Jade Thirlwall Live Show Analysis: The Music World's Quirkiest Artist Transcends Manufactured Origins

Harry Styles aside, the solo careers of ex-participants of TV talent show-manufactured bands seldom grip the public imagination. These efforts typically adhere to certain rules – often a pursuit at a toughened-up R&B sound, complete with at least one single featuring a guest appearance by an US hip-hop artist, or a lunge towards “grownup” Radio 2-friendly smooth pop-rock territory – and they typically become a barely recalled interim project, the sight and sound of someone gamely killing time prior to the unavoidable reunion tour.

An Idiosyncratic Path

This common scenario that makes the idiosyncratic path thus far followed by Little Mix’s Jade Thirlwall oddly invigorating. She definitely participates in engaging in the typical activities that ex-reality TV group artists are wont to do, among them loudly underlining that she’s no longer subject the media-trained constraints of the factory-produced music business – judging by tonight’s crowd, the most popular item on the official goods stand is a fan displaying the legend “TINA SAYS YOU’RE A CUNT”, a song line from Gossip, her musical partnership with electronic pair the group Confidence Man – but regardless, the music she’s opted to make is pop of a noticeably more intriguing stripe than the norm.

A Superb Debut

She launched her individual career with last year’s superb her debut single Angel Of My Dreams, a highly unusual, jolting and fragmented melange of big pop balladry, noisy synthesisers and samples from the classic track Puppet On A String by Sandie Shaw.

As the set on her first solo tour proves, not everything on her debut album her album That’s Showbiz, Baby! is quite as interesting as her debut single: Before You Break My Heart is insanely catchy, but it’s also typical dancefloor-oriented pop, powered by precisely the Motown musical snippet the name implies; the show is extended with a interpretation of the Madonna classic Frozen that devolves into a musical compilation of 90s dance hits, from 808’s Pacific State to Set You Free by N-Trance.

More Intriguing Material

But there’s also more material in the vein of Angel Of My Dreams. Headache melds an Abba-esque chorus with verses that offer a nearly discordant style of rhythmic music or are surrounded with deep reverberation. She dedicates the track Unconditional to her mother: it features a wonderful tune, early 80s syndrums, and crashing rock guitar combined with clanging industrial drums.

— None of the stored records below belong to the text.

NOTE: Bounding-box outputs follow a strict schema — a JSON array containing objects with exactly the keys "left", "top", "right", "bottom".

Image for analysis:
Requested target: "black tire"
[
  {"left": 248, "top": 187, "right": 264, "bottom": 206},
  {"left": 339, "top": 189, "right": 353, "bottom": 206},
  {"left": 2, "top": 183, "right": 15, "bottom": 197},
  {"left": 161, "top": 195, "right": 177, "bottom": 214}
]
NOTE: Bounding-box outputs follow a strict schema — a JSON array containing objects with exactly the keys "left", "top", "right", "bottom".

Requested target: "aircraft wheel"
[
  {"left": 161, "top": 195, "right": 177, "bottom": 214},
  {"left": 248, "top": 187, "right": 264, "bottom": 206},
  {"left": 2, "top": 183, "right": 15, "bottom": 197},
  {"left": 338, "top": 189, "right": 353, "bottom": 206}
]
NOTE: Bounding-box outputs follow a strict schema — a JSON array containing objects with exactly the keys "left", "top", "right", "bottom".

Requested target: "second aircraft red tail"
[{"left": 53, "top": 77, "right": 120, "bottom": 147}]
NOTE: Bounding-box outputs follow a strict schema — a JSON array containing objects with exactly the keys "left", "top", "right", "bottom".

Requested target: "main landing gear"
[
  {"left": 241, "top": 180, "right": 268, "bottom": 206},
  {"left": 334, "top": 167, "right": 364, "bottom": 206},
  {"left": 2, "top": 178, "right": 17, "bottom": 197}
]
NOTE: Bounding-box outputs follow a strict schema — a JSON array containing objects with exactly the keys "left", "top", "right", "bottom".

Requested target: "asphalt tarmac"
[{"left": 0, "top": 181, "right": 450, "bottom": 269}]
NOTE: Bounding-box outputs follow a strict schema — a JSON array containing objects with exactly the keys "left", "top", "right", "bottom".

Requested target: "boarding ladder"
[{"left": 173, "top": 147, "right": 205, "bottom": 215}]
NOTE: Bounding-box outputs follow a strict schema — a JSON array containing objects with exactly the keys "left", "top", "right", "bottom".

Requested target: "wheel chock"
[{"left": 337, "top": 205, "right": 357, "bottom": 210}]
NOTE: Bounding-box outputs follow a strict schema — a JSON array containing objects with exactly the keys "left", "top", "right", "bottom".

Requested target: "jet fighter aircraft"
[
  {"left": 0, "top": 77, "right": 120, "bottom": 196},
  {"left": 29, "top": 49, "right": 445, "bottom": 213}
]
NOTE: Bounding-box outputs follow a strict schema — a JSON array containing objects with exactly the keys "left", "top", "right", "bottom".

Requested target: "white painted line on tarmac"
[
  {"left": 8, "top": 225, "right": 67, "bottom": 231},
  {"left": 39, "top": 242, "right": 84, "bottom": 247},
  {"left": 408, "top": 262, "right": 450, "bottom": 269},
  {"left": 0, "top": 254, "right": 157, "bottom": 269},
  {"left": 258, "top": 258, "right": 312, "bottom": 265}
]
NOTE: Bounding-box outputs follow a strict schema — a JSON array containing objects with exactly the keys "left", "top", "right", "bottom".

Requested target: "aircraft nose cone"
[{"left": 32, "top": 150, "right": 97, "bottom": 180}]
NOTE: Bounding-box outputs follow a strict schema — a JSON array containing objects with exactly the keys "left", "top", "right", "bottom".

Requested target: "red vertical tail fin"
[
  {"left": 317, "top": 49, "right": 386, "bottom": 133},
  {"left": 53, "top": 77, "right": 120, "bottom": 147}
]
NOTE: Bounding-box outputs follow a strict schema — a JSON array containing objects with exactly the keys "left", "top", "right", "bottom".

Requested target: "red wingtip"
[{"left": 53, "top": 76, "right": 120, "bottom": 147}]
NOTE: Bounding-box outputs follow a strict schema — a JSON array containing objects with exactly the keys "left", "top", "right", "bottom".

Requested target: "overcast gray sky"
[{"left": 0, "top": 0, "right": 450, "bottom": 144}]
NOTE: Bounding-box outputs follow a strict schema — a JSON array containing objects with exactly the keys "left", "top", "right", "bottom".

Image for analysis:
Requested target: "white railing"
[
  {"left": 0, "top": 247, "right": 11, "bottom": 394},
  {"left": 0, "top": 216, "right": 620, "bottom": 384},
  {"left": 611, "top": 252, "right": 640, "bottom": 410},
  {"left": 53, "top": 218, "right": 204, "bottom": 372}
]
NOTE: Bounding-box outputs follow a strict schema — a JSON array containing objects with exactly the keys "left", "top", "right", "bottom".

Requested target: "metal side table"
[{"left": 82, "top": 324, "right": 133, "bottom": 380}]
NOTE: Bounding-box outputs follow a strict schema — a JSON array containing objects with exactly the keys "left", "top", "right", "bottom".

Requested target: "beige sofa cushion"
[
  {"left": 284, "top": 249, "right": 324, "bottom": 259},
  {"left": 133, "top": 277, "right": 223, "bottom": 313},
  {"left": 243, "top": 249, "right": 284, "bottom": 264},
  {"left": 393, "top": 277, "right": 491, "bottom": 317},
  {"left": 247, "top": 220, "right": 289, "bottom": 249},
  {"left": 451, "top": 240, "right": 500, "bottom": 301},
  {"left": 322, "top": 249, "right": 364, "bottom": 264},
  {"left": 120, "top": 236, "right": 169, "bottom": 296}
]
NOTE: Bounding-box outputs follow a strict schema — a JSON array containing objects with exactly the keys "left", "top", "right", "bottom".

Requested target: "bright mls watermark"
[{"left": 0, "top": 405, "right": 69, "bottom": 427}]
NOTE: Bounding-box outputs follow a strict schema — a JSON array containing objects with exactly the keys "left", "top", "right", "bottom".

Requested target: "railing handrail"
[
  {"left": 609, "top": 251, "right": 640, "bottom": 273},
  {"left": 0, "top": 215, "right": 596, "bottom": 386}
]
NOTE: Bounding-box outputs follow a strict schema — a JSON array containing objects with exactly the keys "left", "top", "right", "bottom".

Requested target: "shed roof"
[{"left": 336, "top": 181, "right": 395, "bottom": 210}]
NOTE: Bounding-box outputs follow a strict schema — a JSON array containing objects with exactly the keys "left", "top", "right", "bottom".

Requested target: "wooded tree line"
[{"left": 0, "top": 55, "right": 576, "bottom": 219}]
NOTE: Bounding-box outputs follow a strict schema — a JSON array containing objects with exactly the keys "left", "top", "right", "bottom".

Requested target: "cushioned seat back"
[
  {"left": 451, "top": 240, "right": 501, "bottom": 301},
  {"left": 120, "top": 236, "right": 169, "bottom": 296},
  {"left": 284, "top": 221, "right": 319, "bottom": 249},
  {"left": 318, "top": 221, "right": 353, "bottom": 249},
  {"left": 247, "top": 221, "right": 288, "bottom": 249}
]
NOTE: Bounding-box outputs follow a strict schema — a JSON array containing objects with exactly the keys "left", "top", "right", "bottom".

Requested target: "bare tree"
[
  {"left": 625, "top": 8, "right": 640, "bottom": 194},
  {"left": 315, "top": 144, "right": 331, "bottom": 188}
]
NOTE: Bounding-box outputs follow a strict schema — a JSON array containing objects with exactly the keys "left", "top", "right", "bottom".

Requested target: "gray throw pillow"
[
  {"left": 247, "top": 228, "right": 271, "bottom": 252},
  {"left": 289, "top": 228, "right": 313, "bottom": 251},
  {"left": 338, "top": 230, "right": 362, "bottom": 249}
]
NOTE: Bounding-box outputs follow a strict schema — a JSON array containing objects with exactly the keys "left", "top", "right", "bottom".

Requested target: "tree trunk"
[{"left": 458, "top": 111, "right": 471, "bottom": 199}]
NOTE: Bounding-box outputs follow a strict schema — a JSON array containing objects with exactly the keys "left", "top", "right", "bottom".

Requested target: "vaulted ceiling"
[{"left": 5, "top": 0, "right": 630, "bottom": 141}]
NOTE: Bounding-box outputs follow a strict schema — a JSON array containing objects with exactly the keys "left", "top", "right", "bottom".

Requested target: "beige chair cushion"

The song IT Girl unexpectedly reanimates the musical aesthetic of early 00s electroclash, or rather the exciting variation of millennium-era popular music that was heavily influenced by electroclash, while Natural at Disaster begins like a keyboard-led emotional song before unexpectedly swerving into a dark computerized noise.

A Charming Performer

The artist on stage is a immensely likable, delightfully authentic presence: she declares, she states at one point, “shaking like a shitting dog”; shouting out her LGBTQ+ fanbase, who are here in force, she suggests thanking them by adding a official undergarment to the merchandise booth.

Future Possibilities

It could conclude the manner these kind of solo careers end – the enmity towards ex-group member her previous colleague Jesy Nelson expressed in the song Natural at Disaster patched up, a media announcement to declare that Little Mix are reunited – but the reality that the entire audience seem to be word-perfect as they join in vocally to an album that was released just a month ago makes you wonder. And should it occur, the final performance of Angel Of My Dreams underlines that Jade's individual musical path is unlikely to recede into the realms of the dimly remembered placeholder.

  • Jade plays the O2 Victoria Warehouse in Manchester this evening and is traveling across the United Kingdom through October 23rd.

Zachary Lester
Zachary Lester

Urban planner and writer with over a decade of experience in sustainable development and community engagement.